Animal and human studies have demonstrated that cortisol injections are associated with increased appetite, cravings for sugar, and weight gain. Epel et al. demonstrated that premenopausal women who secreted more cortisol during and after novel laboratory stressors chose to consume more foods high in sugar and fat. It has been thought that cortisol directly influences food consumption by binding to receptors in the brain (specifically, the hypothalamus). This can stimulate an individual to eat food that is high in fat and/or sugar. Cortisol also indirectly influences appetite by regulating other chemicals that are released during stress such as CRH (corticotrophin releasing hormone), leptin, and neuropeptide Y (NPY). High levels of NPY and CRH and reduced levels of leptin have been shown to stimulate appetite.

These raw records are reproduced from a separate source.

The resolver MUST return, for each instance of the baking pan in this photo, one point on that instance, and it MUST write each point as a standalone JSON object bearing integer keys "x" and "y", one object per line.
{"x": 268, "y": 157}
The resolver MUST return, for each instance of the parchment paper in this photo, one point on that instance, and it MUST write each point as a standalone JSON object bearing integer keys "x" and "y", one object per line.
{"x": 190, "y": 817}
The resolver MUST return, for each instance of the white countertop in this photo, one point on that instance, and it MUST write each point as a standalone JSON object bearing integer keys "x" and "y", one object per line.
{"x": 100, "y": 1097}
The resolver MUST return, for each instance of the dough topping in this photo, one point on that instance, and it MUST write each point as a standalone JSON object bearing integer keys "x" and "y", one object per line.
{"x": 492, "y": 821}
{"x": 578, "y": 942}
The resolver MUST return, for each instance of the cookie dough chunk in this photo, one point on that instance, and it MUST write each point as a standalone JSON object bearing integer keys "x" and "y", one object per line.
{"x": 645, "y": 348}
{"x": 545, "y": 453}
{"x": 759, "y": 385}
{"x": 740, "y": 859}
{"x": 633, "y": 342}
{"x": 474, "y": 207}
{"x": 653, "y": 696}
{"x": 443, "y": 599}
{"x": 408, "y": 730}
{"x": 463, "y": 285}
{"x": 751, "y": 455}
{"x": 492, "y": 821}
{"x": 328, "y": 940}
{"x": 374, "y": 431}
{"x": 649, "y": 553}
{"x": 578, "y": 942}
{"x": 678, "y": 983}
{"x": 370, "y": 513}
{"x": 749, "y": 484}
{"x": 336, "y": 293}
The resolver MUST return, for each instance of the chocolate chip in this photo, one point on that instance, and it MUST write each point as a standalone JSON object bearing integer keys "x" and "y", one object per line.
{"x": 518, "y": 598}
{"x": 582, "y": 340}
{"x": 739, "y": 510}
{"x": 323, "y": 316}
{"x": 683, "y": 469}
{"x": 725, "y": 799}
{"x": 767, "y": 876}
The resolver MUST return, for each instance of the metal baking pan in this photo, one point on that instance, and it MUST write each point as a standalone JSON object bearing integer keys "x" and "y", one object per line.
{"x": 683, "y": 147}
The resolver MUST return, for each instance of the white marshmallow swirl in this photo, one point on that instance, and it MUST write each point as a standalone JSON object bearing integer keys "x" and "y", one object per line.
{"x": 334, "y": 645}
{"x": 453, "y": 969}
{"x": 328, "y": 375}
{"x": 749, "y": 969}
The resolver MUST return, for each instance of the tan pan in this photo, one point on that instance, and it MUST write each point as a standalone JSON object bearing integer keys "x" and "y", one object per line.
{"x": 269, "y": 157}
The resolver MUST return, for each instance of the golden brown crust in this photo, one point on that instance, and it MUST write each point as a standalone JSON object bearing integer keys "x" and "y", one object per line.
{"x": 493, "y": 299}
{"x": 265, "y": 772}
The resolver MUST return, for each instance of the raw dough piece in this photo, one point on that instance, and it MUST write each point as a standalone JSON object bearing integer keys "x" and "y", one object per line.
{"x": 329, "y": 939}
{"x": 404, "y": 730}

Chronic stress can contribute to several harmful physiological events. When body tissues are exposed to high levels of cortisol for extended periods of time, some cellular and tissue alterations may occur. High levels of cortisol cause fat stores and excess circulating fat to be relocated and deposited deep in the abdomen, which left unchecked can develop into or enhance obesity. In addition, hypertension (high blood pressure), hyperlipidemia (elevated lipids), and hyperglycemia (elevated glucose) have been linked to elevated cortisol levels. Individuals with a high waist-to-hip ratio (which identifies visceral obesity) are at a greater risk for developing cardiovascular disease, type II diabetes mellitus, and cerebrovascular disease. Are there any practical assessment tips for the fitness professional to utilize?
To help identify clients with a potential risk for the diseases described above (which are associated to stress-induced obesity) and distinguish any patterns of fat distribution, fitness professionals can utilize a waist-to-hip ratio (WHR) measurement or waist circumference measurement. The WHR is the circumference of the waist divided by the circumference of the hips. The waist measurement is at the narrowest part of the torso between the ribs and iliac crest. The hip measurement is around the buttocks at its maximum posterior extension.
Finally professionals should ensure that their clients are aware of the links between stress and abdominal obesity. Cortisol is a necessary hormone that is responsible for fuel regulation and is released while exercising, eating, awakening, and psychosocial stress. However, if there is too much cortisol in circulation, abdominal obesity can develop. This type of central obesity is linked to developing cardiovascular disease, type II diabetes mellitus, and cerebrovascular disease. An effective and regular exercise and stress management program may be a key to reducing and or preventing stress-induced obesity.